By Will GrayJanuary 21, 2018, 1:08 pm

Rory McIlroy's trend of doing everything but hoist the trophy at the Abu Dhabi HSBC Championship is alive and well.

Making his first start since early October, McIlroy showed few signs of rust en route to a tie for third. Amid gusty winds, he closed with a 2-under 70 to finish the week at 18 under, four shots behind Tommy Fleetwood who rallied to win this event for the second consecutive year.

The result continues a remarkable trend for the Ulsterman, who has now finished third or better seven of the last eight years in Abu Dhabi - all while never winning the tournament. That stretch includes four runner-up finishes and now two straight T-3 results.


Full-field scores from the Abu Dhabi HSBC Championship


McIlroy is entering off a disappointing 2017 in which he was injured in his first start and missed two chunks of time while trying to regain his health.
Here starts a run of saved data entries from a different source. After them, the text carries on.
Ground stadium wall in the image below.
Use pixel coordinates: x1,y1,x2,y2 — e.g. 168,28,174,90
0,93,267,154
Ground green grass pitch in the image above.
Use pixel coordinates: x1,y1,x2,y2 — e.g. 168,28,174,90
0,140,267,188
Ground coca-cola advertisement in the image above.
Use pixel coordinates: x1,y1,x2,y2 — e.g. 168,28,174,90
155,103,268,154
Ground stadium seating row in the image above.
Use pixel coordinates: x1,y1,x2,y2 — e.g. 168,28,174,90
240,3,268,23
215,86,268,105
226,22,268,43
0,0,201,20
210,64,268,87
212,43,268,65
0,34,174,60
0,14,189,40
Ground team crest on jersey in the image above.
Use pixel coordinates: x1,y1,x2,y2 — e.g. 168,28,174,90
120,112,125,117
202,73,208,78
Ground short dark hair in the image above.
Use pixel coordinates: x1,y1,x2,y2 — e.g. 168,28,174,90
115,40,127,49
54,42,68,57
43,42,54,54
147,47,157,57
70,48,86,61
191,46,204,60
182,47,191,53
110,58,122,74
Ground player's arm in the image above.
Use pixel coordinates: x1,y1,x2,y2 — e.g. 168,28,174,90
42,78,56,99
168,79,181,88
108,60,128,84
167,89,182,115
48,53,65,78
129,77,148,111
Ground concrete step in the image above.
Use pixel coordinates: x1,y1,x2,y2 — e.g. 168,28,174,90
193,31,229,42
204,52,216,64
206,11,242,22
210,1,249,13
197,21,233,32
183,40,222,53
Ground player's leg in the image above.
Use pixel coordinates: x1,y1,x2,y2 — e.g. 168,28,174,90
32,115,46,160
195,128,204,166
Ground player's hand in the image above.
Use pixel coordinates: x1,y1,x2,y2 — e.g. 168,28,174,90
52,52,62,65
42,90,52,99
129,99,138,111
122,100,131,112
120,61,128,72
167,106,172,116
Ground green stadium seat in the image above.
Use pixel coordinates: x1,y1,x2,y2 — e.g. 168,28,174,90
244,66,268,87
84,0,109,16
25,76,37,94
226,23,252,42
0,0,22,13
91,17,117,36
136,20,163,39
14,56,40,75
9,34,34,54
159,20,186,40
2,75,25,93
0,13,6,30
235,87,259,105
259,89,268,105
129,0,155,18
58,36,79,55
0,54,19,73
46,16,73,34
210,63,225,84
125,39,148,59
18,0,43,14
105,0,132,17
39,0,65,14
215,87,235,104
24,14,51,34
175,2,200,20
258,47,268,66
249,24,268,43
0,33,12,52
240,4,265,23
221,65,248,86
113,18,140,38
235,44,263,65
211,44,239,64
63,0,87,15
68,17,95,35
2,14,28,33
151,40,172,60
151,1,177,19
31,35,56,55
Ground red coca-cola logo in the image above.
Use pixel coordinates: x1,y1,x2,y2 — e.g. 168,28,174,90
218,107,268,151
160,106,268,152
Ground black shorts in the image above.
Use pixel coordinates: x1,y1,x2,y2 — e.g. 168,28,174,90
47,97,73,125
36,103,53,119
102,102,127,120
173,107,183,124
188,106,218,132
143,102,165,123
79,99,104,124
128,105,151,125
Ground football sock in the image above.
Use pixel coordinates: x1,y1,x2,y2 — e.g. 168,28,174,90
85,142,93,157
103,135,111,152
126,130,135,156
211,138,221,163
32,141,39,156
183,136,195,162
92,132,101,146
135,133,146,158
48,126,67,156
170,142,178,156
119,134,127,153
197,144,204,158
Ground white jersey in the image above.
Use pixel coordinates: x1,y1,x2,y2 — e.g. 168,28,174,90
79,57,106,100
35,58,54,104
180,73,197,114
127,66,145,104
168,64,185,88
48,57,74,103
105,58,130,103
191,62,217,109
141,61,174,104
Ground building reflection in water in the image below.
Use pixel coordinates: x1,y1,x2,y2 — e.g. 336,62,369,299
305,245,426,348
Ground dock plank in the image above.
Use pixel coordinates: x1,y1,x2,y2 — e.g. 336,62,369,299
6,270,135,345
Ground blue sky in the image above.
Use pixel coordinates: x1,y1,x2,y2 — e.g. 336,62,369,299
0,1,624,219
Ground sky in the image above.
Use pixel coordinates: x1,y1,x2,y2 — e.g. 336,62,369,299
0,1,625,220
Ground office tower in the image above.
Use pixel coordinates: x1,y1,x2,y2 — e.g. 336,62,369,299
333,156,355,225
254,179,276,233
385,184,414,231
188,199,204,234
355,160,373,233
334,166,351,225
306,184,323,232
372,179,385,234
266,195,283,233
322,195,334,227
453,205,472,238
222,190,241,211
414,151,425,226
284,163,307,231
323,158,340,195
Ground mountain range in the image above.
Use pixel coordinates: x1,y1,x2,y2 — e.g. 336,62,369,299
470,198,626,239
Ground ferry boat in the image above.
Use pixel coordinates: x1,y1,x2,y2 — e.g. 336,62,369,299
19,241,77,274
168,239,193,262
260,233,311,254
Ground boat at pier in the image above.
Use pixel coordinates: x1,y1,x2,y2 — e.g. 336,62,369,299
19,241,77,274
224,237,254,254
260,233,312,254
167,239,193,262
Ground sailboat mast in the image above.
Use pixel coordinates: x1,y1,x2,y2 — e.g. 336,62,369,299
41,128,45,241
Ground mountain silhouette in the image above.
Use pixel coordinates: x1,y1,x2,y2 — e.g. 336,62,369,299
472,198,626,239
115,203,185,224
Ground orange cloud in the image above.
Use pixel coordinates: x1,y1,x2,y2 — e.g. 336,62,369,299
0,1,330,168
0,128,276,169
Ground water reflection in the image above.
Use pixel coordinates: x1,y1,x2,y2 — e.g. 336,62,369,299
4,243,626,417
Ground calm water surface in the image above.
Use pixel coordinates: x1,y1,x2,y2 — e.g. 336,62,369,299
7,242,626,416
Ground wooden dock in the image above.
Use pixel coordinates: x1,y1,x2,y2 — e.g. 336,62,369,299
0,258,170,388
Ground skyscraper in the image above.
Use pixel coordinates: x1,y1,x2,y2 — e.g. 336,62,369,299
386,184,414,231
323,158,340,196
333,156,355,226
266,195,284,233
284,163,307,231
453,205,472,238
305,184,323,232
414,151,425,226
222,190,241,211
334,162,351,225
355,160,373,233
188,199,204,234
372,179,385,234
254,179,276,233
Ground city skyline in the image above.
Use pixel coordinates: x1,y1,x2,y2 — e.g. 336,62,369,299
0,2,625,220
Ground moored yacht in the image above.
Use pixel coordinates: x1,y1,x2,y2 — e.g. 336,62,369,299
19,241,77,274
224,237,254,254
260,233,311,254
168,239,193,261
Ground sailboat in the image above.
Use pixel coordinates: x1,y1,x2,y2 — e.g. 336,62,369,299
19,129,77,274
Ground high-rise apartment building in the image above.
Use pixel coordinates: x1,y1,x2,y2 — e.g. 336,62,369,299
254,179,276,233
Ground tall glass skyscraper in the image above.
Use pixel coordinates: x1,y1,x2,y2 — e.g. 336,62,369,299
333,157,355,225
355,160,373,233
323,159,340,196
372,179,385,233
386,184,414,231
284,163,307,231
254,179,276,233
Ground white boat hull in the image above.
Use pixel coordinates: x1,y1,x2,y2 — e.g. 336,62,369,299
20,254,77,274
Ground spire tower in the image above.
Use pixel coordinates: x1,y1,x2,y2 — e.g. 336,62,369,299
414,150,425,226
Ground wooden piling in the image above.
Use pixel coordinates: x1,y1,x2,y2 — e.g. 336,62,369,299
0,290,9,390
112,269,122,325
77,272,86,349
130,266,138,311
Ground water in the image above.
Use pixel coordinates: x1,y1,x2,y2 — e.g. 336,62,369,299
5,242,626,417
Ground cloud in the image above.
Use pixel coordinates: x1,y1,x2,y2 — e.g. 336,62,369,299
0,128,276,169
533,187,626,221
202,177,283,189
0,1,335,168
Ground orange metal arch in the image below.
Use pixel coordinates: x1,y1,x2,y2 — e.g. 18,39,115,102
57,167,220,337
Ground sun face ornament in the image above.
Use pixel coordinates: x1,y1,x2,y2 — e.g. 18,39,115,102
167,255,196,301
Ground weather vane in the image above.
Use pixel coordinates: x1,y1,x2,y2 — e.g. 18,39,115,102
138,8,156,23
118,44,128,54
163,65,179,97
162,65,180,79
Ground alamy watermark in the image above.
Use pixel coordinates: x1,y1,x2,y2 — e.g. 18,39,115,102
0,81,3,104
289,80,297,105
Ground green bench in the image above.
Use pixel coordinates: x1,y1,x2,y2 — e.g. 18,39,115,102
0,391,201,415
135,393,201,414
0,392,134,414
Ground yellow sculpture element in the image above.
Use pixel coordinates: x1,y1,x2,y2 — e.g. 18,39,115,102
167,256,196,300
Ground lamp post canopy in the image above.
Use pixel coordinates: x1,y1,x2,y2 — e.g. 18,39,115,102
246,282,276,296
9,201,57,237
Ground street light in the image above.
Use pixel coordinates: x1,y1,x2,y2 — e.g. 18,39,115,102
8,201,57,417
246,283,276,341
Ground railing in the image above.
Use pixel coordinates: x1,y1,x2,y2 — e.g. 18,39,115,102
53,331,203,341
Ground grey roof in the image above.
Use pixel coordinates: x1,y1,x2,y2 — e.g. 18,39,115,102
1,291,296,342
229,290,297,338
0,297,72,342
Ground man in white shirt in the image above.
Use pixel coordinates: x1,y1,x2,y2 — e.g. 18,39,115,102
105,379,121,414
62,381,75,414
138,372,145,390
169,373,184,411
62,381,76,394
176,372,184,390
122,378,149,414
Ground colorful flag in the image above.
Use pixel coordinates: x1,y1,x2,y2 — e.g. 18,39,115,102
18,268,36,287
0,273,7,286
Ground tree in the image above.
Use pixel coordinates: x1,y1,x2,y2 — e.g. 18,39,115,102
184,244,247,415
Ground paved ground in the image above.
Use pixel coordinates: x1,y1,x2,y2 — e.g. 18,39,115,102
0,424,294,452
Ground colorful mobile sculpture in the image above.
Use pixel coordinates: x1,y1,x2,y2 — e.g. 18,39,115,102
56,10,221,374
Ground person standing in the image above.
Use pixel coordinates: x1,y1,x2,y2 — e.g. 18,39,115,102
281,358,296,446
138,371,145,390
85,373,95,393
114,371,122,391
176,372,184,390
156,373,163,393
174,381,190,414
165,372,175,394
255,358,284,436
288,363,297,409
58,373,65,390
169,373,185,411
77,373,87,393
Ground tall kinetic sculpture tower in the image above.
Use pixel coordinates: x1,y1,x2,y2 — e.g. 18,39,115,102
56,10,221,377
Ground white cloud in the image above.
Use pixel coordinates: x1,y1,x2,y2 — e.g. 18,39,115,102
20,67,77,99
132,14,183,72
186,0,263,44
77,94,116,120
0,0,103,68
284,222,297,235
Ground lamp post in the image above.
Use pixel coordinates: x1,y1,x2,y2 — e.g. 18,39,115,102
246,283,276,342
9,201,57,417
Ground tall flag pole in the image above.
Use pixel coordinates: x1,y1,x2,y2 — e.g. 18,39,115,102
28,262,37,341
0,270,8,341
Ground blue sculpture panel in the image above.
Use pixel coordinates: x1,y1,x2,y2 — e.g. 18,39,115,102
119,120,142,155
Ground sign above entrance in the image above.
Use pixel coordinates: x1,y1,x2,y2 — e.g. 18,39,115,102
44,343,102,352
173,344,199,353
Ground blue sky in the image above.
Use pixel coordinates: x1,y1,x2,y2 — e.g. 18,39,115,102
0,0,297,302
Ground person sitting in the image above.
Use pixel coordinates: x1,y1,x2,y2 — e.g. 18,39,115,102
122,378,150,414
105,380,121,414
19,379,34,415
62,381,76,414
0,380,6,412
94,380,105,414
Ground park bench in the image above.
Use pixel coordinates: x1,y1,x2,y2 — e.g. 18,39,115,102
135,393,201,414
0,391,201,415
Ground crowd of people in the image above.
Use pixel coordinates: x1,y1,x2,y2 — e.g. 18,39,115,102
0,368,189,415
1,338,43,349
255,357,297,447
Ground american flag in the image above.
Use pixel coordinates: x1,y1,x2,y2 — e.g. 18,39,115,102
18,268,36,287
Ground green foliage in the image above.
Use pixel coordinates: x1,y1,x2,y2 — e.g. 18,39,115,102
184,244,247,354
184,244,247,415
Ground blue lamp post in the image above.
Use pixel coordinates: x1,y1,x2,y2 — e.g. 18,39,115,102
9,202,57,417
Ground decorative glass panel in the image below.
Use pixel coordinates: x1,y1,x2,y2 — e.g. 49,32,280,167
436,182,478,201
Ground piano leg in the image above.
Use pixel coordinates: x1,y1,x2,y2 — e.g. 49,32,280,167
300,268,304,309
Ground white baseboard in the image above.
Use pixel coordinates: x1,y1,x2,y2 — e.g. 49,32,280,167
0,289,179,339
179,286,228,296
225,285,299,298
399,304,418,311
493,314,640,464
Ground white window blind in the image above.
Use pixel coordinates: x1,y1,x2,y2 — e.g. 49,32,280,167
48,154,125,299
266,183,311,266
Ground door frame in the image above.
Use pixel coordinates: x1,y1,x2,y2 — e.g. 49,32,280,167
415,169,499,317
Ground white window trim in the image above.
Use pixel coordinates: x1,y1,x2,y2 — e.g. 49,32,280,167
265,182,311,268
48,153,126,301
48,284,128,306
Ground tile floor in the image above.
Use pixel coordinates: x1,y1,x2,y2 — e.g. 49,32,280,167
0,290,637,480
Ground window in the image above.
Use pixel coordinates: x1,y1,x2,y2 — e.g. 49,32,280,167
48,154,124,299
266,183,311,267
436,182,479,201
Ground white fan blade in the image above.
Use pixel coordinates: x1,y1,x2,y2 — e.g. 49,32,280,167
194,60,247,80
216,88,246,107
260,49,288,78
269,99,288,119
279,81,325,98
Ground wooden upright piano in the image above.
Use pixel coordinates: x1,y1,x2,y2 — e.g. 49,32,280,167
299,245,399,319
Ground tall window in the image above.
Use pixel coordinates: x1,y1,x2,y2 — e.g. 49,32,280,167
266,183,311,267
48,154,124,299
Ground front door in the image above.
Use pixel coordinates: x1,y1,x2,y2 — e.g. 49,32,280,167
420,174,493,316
He has laid out an ambitious early-season schedule, one that will include a trip to Dubai next week and eight worldwide tournament starts before he heads to the Masters.

McIlroy started the final round one shot off the lead, and he remained in contention after two birdies over his first four holes. But a bogey on No. 6 slowed his momentum, and McIlroy wasn't able to make a back-nine birdie until the closing hole, at which point the title was out of reach.